Dans ces passages, Welles montre clairement la vision paranoïaque et manichéenne de son personnage. Trump l'a-t-il saisie? Rien n'est moins sûr. En 2002, le candidat a accordé une fascinante interview sur le film au documentariste Errol Morris, qui voulait, pour un projet resté inachevé, faire parler différentes personnalités de leur film préféré. La chute laisse pantois:

«Si vous pouviez donner un conseil à Charles Foster Kane, que lui diriez-vous?
–Trouvez-vous une femme différente.»


Quand on l'interroge sur la chute de Kane après son divorce avec sa deuxième épouse, Trump explique que:

«Citizen Kane est un film sur le fait d'accumuler des choses et à la fin de ce processus, vous voyez ce qui se passe et ce n'est pas forcément totalement positif. Kane apprend que la richesse n'est pas tout car il l'a, mais il n'a pas le bonheur. [...] Dans la vraie vie je pense que, en fait, la richesse vous isole des vrais gens. [...] Il y a une grande ascension dans Citizen Kane et un modeste déclin, pas financier mais personnel, mais un déclin quand même.»

Kane vu par Jedediah Leland (Joseph Cotten)

C'est évidemment vrai, mais Trump passe à côté d'une autre signification du film, qui va au-delà du simple dicton «L'argent ne fait pas le bonheur»: ce n'est pas tant sa fortune qui a isolé Kane que son orgueil, y compris son obsession à vouloir faire le bonheur des autres malgré eux.
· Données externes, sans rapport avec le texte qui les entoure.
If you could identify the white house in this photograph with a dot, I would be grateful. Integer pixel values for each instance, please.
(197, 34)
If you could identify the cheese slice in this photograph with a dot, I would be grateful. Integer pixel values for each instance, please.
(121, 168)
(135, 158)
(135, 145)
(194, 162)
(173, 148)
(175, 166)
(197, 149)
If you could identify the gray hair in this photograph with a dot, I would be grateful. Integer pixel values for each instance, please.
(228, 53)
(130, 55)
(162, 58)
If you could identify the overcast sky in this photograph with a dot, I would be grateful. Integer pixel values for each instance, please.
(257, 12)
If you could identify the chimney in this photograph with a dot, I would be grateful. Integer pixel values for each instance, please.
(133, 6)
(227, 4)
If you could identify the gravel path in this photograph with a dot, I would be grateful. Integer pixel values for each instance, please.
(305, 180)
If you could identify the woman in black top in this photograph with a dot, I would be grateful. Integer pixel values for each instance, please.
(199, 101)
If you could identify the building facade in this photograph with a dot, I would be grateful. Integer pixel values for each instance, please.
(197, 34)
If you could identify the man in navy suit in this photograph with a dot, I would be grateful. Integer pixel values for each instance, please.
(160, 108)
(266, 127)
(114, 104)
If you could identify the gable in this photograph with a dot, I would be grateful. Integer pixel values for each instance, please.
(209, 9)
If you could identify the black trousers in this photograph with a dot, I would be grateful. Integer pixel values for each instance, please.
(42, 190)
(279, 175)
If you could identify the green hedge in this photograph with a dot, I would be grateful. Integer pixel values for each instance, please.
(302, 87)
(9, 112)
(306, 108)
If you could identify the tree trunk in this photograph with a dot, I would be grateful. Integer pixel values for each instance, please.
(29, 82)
Comme quand il construit un opéra et force son épouse, chanteuse médiocre, à s'y produire, ou comme quand il s'improvise champion des travailleurs, s'attirant une réplique de son employé Jedediah Leland, qui lui explique qu'avec des syndicats, ceux-ci n'ont pas besoin de lui (le film est sorti pendant la présidence de Franklin D. Roosevelt, dont Welles était un admirateur).
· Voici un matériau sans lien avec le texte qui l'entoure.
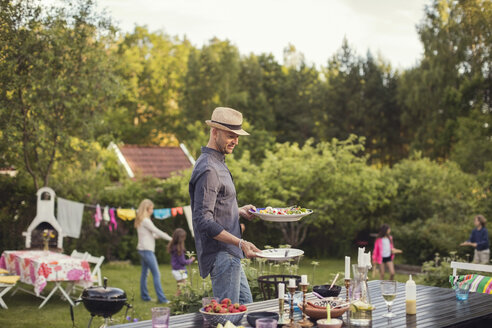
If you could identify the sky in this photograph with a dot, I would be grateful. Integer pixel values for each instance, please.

«D'une certaine façon, il s'identifie clairement à Kane. Kane est Trump. Et ce n'est pas le genre de parallèle que je voudrais faire si j'étais lui, expliquait récemment Errol Morris. Vous voyez, un mégalomane amoureux du pouvoir et écrasant tout sur son passage, incapable d'avoir des amis, incapable de trouver l'amour?»

Quel est son «Rosebud»?

Dans son interview, Morris interroge Trump sur le sens de «Rosebud», le mot mystérieux proféré par Kane avant d'expirer, dont on apprend au dernier plan qu'il s'agit du nom de la luge avec laquelle il jouait, enfant, quand son tuteur est venu le chercher dans le Colorado pour l'installer dans la richesse à New York. «Je pense que sa signification est de ramener une figure assez triste et solitaire à son enfance», répond le milliardaire.

Quel est le «Rosebud» de Trump? Certains, en plaisantant, ont dit qu'il s'agissait de la défaite de son émission «The Apprentice» aux Emmy Awards, dont il semble ne pas bien s'être remis plus d'une décennie plus tard. En septembre 2015, l'essayiste Arthur Goldwag avançait une piste plus romanesque, et plus wellesienne. En 1964, Trump, tout juste majeur, avait assisté, avec son père, à l'inauguration du pont Verrazano-Narrows, qui relie Brooklyn à Staten Island, et s'était étonné de ce que les élus figurent au premier rang et l'ingénieur responsable du pont à l'écart. De là serait née sa conviction qu'il faut se faire respecter et apposer son nom partout. «Citizen Trump» était né.